Understanding the Legal Implications of Discrimination
Any discriminatory practice at the workplace can have serious consequences. If you feel that any decision on the part of your employer is discriminatory in nature, it is better to talk to an attorney right away. New Jersey discrimination laws dictate that an employer cannot discriminate on certain grounds.
What are these grounds? These include race, religion, creed, nationality, sex, color, physical or mental disability, national origin, age, ancestry, affection or sexual orientation, marital status, or liability for military service. Genetic discrimination is also illegal in the state.
The New Jersey Law against Discrimination is broader than the federal law in two significant aspects. While the Age Discrimination in Employment Act protects individuals over 40, the New Jersey law protects individuals under 40 as well. Persons above 70 years of age can also file suits on all grounds, except failure to hire.
Moreover, while the federal Americans with Disabilities Act requires an individual to have a substantial limitation of a life activity, it is not so with the state laws. Therefore, the state law provides a better protection for employees. It is better to consult a lawyer specializing in the state laws to handle your case.
If you think there is a violation to any of these, it is wise to file a complaint immediately. You can file it at the New Jersey Division on Civil Rights (DCR) or the agency operated by the federal Equal Employment Opportunity Commission (EEOC). However, before you take up the case with either, it is important to talk to a legal practitioner.

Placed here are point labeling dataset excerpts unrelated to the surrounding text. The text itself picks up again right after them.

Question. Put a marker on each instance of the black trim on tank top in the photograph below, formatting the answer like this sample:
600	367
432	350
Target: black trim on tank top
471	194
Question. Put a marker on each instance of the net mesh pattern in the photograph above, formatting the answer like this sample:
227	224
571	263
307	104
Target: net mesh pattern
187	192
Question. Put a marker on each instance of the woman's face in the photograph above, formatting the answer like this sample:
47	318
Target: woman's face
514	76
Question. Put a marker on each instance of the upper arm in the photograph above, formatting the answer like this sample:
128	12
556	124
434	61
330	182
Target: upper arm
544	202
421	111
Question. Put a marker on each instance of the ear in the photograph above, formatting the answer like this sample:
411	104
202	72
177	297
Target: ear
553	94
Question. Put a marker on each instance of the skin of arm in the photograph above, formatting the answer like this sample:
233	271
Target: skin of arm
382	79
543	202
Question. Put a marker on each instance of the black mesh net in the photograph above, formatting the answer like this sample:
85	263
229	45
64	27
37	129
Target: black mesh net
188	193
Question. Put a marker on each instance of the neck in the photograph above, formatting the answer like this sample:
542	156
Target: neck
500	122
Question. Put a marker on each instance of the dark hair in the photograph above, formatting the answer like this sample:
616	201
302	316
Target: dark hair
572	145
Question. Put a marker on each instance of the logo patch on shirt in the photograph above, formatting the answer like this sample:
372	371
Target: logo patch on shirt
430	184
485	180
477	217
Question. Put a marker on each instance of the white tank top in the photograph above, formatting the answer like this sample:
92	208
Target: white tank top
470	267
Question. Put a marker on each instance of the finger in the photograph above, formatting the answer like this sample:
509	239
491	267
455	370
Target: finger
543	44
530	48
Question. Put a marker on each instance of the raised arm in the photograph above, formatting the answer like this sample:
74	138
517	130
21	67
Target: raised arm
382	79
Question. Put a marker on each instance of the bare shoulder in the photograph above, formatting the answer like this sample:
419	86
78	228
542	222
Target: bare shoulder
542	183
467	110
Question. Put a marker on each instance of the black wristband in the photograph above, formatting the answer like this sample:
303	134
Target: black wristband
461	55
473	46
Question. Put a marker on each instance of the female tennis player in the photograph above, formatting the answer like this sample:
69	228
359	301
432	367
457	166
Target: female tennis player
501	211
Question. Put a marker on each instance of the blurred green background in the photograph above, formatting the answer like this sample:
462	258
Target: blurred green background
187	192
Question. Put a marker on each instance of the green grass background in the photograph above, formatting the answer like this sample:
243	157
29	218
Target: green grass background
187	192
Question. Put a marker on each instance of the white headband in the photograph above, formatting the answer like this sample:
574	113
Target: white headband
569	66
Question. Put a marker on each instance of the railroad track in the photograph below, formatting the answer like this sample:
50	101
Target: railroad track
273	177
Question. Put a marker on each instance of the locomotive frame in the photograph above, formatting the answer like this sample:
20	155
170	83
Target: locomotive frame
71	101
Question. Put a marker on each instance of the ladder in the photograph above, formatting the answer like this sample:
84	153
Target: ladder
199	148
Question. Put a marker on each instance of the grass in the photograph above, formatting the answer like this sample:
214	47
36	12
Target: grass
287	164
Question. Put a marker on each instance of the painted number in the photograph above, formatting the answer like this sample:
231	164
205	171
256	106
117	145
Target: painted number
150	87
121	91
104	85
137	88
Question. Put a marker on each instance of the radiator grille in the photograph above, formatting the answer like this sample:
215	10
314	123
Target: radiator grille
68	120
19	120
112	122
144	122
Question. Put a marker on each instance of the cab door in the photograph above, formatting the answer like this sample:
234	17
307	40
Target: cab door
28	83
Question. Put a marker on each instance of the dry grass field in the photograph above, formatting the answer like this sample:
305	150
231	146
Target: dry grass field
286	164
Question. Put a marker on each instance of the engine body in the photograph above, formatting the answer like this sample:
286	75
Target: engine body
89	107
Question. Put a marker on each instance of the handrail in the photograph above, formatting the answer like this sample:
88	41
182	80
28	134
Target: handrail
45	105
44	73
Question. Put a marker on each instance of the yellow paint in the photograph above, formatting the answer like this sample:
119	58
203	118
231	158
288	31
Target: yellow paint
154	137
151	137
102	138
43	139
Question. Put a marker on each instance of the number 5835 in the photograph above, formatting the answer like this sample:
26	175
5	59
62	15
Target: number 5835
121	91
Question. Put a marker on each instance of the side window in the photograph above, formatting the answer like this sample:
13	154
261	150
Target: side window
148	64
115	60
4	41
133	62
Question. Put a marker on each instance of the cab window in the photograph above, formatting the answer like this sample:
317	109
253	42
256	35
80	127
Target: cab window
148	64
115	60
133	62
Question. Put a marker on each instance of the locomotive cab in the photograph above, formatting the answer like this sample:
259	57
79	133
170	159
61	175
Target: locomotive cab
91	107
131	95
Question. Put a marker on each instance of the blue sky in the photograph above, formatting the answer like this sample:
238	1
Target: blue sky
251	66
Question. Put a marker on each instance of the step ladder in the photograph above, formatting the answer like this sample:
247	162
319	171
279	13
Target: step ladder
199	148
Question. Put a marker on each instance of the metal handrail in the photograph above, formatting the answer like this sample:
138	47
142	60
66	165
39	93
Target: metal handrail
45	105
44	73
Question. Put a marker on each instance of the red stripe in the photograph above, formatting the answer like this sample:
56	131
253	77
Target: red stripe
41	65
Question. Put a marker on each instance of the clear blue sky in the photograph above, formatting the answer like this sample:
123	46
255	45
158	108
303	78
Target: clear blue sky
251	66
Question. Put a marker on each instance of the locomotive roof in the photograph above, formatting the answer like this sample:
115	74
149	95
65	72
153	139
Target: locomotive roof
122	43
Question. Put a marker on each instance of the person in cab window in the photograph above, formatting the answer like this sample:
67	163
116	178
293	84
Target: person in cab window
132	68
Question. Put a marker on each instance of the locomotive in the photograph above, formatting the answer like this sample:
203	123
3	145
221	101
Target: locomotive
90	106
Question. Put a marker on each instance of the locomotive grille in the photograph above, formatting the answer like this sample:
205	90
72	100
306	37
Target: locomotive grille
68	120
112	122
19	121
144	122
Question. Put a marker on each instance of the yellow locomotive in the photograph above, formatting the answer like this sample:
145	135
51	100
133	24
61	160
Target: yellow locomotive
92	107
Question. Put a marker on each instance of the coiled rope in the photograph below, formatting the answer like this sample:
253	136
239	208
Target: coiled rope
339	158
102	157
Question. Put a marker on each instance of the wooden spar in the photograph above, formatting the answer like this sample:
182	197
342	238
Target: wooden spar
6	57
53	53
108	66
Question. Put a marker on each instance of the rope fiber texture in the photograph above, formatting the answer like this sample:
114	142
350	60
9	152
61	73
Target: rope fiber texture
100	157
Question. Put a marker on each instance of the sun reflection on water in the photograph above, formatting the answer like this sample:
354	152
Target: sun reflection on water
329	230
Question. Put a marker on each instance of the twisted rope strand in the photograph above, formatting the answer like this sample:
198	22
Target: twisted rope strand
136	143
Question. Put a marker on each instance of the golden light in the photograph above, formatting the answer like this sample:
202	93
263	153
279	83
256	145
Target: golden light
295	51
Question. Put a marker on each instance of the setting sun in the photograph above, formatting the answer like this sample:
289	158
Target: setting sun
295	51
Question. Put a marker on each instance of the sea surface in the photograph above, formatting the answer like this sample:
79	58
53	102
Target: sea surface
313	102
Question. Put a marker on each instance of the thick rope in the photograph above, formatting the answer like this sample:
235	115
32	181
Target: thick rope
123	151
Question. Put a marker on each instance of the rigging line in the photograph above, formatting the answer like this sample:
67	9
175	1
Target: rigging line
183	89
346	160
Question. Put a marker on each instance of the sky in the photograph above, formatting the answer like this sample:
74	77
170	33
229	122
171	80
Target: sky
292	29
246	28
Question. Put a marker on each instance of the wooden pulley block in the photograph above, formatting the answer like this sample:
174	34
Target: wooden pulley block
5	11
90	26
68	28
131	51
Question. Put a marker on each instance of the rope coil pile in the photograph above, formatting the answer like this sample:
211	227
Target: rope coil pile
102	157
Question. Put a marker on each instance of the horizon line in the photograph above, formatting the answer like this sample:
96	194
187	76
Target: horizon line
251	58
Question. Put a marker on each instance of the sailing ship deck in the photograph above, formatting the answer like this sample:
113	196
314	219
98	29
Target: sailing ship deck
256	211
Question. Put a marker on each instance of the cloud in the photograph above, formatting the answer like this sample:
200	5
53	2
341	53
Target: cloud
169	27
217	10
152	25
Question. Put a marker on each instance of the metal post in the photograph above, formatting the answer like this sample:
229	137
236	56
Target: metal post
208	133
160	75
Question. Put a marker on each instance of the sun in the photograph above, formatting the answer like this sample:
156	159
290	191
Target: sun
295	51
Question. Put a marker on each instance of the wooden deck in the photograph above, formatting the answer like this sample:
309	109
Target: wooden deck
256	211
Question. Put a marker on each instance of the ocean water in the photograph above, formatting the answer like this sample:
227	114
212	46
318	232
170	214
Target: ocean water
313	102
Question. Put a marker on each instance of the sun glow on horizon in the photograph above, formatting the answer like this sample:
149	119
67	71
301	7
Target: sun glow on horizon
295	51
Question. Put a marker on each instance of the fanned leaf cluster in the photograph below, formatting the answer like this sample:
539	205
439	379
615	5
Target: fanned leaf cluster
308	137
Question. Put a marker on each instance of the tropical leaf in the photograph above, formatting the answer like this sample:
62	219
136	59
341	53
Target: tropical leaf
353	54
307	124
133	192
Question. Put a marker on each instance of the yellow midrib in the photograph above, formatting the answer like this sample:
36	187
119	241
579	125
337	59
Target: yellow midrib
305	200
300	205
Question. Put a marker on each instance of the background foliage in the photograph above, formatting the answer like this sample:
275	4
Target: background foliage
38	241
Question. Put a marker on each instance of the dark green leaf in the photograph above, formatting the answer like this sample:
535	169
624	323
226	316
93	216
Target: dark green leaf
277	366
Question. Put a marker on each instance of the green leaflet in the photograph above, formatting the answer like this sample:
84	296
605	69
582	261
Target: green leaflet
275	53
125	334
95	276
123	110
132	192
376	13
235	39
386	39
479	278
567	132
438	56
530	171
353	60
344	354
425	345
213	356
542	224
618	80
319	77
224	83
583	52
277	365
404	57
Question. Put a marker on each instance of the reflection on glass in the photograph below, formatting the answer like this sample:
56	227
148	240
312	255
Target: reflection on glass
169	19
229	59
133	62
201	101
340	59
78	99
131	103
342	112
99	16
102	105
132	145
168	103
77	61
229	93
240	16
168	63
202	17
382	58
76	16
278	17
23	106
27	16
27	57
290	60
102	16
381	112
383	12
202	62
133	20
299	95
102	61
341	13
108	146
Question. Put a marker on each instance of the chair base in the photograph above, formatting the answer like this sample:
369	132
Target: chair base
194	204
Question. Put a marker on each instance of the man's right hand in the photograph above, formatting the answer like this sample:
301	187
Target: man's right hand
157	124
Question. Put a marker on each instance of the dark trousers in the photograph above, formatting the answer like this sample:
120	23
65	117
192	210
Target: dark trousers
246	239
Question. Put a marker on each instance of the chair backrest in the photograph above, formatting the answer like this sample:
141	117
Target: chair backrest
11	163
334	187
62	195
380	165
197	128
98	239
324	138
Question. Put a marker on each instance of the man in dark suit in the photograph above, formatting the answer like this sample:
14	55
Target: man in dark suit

The federal agency would only take up your case if your employer employs more than 15 individuals at work. Otherwise, you have to take up the case with the DCR. The DCR has a deadline of 180 days, from the date of the discriminatory incident, for filing. The EEOC provides 300 days, from the date of the incident, for you to file.
Discussing the matter with a discrimination lawyer New Jersey before you take any step is imperative. If the DCR finds that there is -no cause’ for the complaint, you may never be able to take the case to court. You would need to appeal the determination, which would mean a waste of the precious time.
New Jersey laws allow an employee to file a lawsuit within 2 years from the date of the incident. It is, therefore, necessary to consult a discrimination lawyer as soon as possible.